At the start of Marie Losier’s film The Ballad of Genesis and Lady Jaye, there’s a black-and-white image of a blonde with big eyes wearing a white nightgown, flapping her arms and making chicken gestures. I think she may be a cross-dresser.

Cut to a young blonde in a kitchen. She’s flirting with the camera and acting silly. She does a little pompom dance with two bunches of parsley.

As the film cuts back and forth between these two, they start to look more alike: bleached-blond bobs, full lips, round eyes.

The two blondes are Genesis and her wife, Lady Jaye. Genesis, born Neil Megson, is a British performance artist and art rocker who was part of one of the first industrial rock bands in the 70s, Throbbing Gristle. TG pioneered the use of sampling in rock music, and the cut-up has been a permanent and profound obsession for Genesis ever since.

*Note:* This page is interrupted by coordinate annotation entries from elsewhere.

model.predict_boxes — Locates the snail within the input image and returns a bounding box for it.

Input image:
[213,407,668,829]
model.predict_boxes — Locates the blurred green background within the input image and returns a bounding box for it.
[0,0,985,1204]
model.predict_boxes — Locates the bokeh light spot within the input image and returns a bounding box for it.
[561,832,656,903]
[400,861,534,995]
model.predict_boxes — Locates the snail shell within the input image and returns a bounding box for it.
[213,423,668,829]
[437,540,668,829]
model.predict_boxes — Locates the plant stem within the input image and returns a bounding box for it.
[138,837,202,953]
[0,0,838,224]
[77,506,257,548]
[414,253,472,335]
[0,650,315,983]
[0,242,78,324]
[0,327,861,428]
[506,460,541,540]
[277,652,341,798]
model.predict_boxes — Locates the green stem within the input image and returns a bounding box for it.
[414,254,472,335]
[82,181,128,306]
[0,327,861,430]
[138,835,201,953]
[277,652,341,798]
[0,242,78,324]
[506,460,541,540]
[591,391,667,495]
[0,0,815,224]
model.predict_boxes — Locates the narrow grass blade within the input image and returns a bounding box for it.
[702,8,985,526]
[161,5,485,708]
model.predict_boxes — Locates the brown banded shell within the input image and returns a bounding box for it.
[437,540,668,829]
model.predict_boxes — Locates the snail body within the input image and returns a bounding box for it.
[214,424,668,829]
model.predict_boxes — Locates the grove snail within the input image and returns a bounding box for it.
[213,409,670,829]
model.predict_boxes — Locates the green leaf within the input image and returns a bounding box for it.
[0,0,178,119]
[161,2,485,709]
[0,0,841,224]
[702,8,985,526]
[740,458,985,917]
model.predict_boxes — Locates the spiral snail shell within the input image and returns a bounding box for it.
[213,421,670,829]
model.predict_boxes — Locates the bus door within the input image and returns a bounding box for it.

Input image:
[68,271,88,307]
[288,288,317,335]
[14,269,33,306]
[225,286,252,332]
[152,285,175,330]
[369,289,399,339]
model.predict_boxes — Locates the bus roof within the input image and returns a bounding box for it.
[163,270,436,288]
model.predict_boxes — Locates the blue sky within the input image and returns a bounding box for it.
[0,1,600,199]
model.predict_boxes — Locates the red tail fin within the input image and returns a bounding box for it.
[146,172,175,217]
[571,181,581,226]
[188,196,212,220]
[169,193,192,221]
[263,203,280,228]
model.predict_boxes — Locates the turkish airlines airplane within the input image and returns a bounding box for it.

The documentary’s experimental style echoes this philosophy. It’s a cut-up that incorporates home videos (of a birthday party or of Genesis cooking in lingerie), borrowed footage of William Burroughs or Brion Gysin (Genesis’s mentors), surreal performance art, and images of Throbbing Gristle. There are even staged scenes, but they’re unlike reenactments you might see in more conventional documentaries. In one, Genesis is a boy. It’s his first day of school. The silent images of him roaming the school alone are accompanied by a voice-over in which Genesis tells of being beaten up at school. The film creates a symbolic landscape–a schoolroom with only one desk, a bathroom entrance with BOY and GIRL painted in huge letters and with arrows pointing in opposite directions (the boy chooses neither). The scene is not a literal representation of what happened. It’s a portrait of Genesis’s mind.

Although Genesis is the cross-dresser, Lady Jaye expresses the stereotypical feeling associated with cross-dressing: being trapped in the wrong body. To overcome this feeling, she and Genesis turn their bodies into art. Instead of having children–which Genesis describes as a couple’s way of becoming one person–they decide to become one person in a new way. They have plastic surgeries to look more alike–including breast implants they get on Valentine’s Day. They are human cut-ups.

Like its gender-bending subjects, the film bends the definition of documentary, blending reality and imagination until they become one beautiful new creation.

Both Genesis and Losier will be on hand at 9:30 p.m. on March 23, when The Ballad of Genesis and Lady Jaye screens at the Michigan Theater as part of the Ann Arbor Film Festival. Like a lot of the other films at the March 23-27 festival, it challenges us in ways that may be uncomfortable at first. But ultimately, it expands our notions of what we thought was possible in art. And in life.